Такое отношение к чужеземцам вытекало из оснований, одинаковых для Рима и других архаичных обществ, в этом понимании оно не разнилось с современными раннегосударственными образованиями. Иная и во многом антагонистическая традиция, не менее настойчиво и длительное время жившая среди «одетого тогами племени», была типична лишь и собственно для Рима. О ней случалось упоминать в касательстве с характеристикой коллегии квинде-цимвиров. Римский город-государство, образовавшийся из объединения находившихся в Лации пёстрых этнических групп, из продолжительного и стабильного взаимодействия с соседними этрусками, с самого основания впитал в себя массу внешних и всевозможных социально-политических, идейных, культурных элементов. Его обитатели привыкли смотреть на окружающие народы не как на противников, но и как на партнёров, не как на представителей чужих традиций и характеров, но и как на причину обогащения собственного уклада жизни. «Основатель нашего государства Ромул отличался столь выдающейся мудростью, что видел во многих народностях... сначала врагов, потом граждан» [82].

Эта противоречивость, нашедшая отражение в мифах об образовании города, о владычестве в Риме этрусских царей, вначале о противостоянии, а потом об объединении патрициев и плебеев, надёжно завладела народными представлениями. Римское отношение к иным народам за всю историю гражданской общины исполнялось в согласованности и противостоянии этих основ – искренности и скрытности, характерного римского «космополитизма» и не менее оригинального антично-полисного «шовинизма».

В период Ранней империи с присущим ей общественным и внутренним строем, сочетавшим многие традиции республики с дореспубликанскими и внеримскими конфигурациями жизни, оба эти коренные направления в отношении к другим народам существовали в своей неоднозначности и отобразились в творчестве Тацита.
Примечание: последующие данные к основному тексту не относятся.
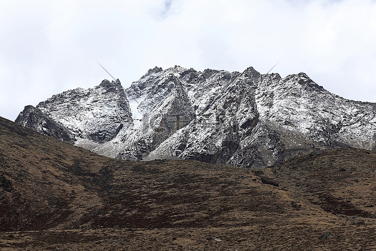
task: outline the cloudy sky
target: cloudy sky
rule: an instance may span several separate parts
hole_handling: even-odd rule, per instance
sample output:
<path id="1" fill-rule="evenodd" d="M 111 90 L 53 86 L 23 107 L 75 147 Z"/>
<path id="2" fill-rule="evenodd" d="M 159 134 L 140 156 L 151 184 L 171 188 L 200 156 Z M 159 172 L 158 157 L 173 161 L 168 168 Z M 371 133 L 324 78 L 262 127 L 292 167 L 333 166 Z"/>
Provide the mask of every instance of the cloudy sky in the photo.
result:
<path id="1" fill-rule="evenodd" d="M 304 72 L 376 102 L 374 0 L 0 0 L 0 116 L 155 66 Z"/>

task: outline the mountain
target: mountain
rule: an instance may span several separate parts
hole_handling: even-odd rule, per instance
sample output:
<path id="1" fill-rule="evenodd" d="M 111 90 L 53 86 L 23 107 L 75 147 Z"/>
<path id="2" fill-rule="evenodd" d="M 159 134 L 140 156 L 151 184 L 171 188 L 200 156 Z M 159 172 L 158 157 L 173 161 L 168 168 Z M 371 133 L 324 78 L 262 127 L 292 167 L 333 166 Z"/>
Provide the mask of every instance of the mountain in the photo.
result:
<path id="1" fill-rule="evenodd" d="M 2 117 L 0 143 L 2 249 L 376 248 L 369 151 L 319 151 L 253 169 L 122 161 Z"/>
<path id="2" fill-rule="evenodd" d="M 38 112 L 16 122 L 124 160 L 257 167 L 326 149 L 376 151 L 376 104 L 343 99 L 303 73 L 156 67 L 125 89 L 105 80 L 27 107 Z"/>

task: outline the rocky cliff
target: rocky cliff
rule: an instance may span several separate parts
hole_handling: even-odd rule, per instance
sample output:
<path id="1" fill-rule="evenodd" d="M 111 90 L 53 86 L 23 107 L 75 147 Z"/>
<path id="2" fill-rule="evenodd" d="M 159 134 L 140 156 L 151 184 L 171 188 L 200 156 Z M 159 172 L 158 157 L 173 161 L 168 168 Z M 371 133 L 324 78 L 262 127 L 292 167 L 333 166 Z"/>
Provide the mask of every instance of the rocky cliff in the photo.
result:
<path id="1" fill-rule="evenodd" d="M 303 73 L 282 78 L 252 67 L 243 72 L 155 67 L 127 89 L 118 80 L 104 80 L 54 95 L 34 109 L 71 134 L 74 145 L 122 160 L 251 167 L 325 148 L 376 150 L 376 104 L 343 99 Z M 41 130 L 30 114 L 24 111 L 16 122 L 70 141 Z"/>

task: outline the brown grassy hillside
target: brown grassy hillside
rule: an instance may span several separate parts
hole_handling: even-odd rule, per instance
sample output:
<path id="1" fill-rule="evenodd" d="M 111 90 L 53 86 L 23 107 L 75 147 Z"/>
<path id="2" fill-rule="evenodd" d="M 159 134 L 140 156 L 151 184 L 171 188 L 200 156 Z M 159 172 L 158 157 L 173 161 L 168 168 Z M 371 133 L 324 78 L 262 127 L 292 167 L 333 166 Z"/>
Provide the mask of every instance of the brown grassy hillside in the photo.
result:
<path id="1" fill-rule="evenodd" d="M 372 250 L 375 163 L 351 149 L 257 170 L 123 162 L 2 118 L 0 249 Z"/>

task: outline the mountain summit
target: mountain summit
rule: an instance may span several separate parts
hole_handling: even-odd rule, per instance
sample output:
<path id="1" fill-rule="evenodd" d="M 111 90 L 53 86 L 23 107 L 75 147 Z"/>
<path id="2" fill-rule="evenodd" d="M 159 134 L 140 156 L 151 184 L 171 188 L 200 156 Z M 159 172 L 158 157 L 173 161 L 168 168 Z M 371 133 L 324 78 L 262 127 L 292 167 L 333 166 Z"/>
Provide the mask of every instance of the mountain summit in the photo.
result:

Ему стали понятны основные принципы народов периферий и завоёвываемых земель в противостоянии римлянам, он изобразил естественность и справедливость этой борьбы. Но часто в его творчестве раскрывается и другое отношение к этим людям – кровожадное, хищно-шовинистическое, несообразно аристократическое. Оно обнаруживается в повествованиях о расправе с галльскими предводителями Марикком и Валентином, с племенем гельветов, в изображении поступков Светония Паулина в Британии и необычно красочно, когда заходит речь об уничтожении германских племен: «Пало свыше шестидесяти тысяч германцев, и не от римского оружия, но, что ещё отраднее, для услаждения наших глаз» [20].